Toutefois, il sera fait droit à la demande de délais de grâce formée par le preneur dans les conditions précisées au dispositif.
Compte tenu des délais précédemment accordés, il convient de suspendre l’acquisition de la clause résolutoire qui sera réputée n’avoir jamais joué si les délais sont respectés.
A défaut pour le preneur de respecter les délais accordés, la clause résolutoire reprendra tous ses effets et le bail sera résilié de plein droit et il sera procédé à l’expulsion de la société AGM ANGLE [Localité 4] MAGINOT et à celle de tous occupants de son chef. La société AGM ANGLE [Localité 4] MAGINOT sera alors redevable d’une indemnité d’occupation provisionnelle mensuelle égale au montant du loyer augmenté des charges à compter du 8 avril 2024 et ce jusqu’à complète libération définitive des lieux pris à bail.
La société AGM ANGLE [Localité 4] MAGINOT, qui perd le procès, supportera les dépens.
Enfin, il serait inéquitable de laisser à la charge de Monsieur [Z] [T] et Madame [B] [T] les sommes exposées dans la présente instance et non comprises dans les dépens.
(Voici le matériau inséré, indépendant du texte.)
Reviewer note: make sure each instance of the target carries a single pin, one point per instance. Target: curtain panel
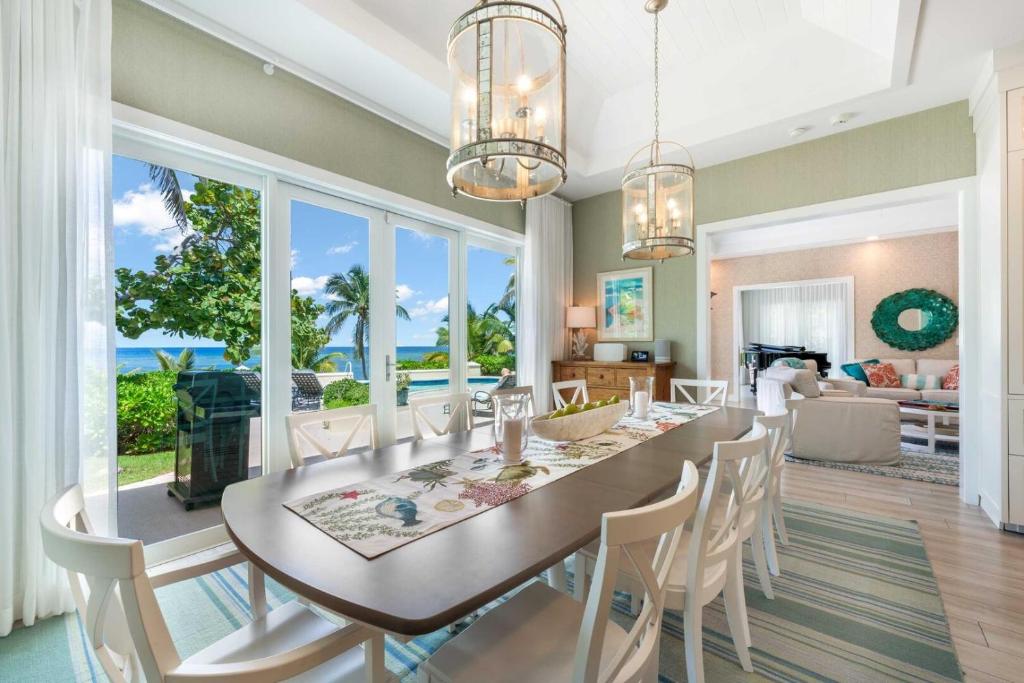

Dès lors, la société AGM ANGLE [Localité 4] MAGINOT sera condamnée à verser à Monsieur [Z] [T] et Madame [B] [T] la somme de 1000 € au titre de l’article 700 du code de procédure civile.
PAR CES MOTIFS
Nous, statuant publiquement, en référé, par mise à disposition au greffe en application des articles 450 à 453 du code de procédure civile, les parties préalablement avisées, par ordonnance contradictoire et en premier ressort,
Condamnons la société AGM ANGLE [Localité 4] MAGINOT à verser à Monsieur [Z] [T] et Madame [B] [T] la somme provisionnelle de 7382,74 € au titre des loyers, charges et indemnités d’occupation suivant compte arrêté 18 mars 2025, avec intérêts au taux légal à compter du 8 mars 2024
Constatons l’acquisition de la clause résolutoire au 8 avril 2024, mais en suspendons la réalisation et les effets et accordons à la société AGM ANGLE [Localité 4] MAGINOT des délais de paiement qui pourra s’acquitter de sa dette par l’effet de versements d’un montant de 300 € pendant une période de 24 mois en plus du paiement du loyer courant, le premier de chaque mois et pour la première fois le 10 juin 2025, le solde de la dette étant exigible le 24ème mois ;
Disons qu’à défaut de règlement d’un seul acompte à son échéance :
— La totalité du solde deviendra immédiatement exigible ;
— Le bail sera automatiquement résolu entre les parties à la date du 8 avril 2024 sans autre formalité ;
— La société AGM ANGLE [Localité 4] MAGINOT sera alors redevable, à compter du 8 avril 2024 d’une indemnité d’occupation provisionnelle mensuelle égale au montant du loyer et des charges et ce, jusqu’à son départ définitif ;
— Il pourra être procédé à l’expulsion de la société AGM ANGLE [Localité 4] MAGINOT ainsi que de tous occupants de son chef, au besoin avec l’assistance de la force publique, des lieux loués ;
Condamnons la société AGM ANGLE [Localité 4] MAGINOT à verser à Monsieur [Z] [T] et Madame [B] [T] la somme de 1000 € au titre des dispositions de l’article 700 du code de procédure civile ;
Condamnons la société AGM ANGLE [Localité 4] MAGINOT aux entiers dépens.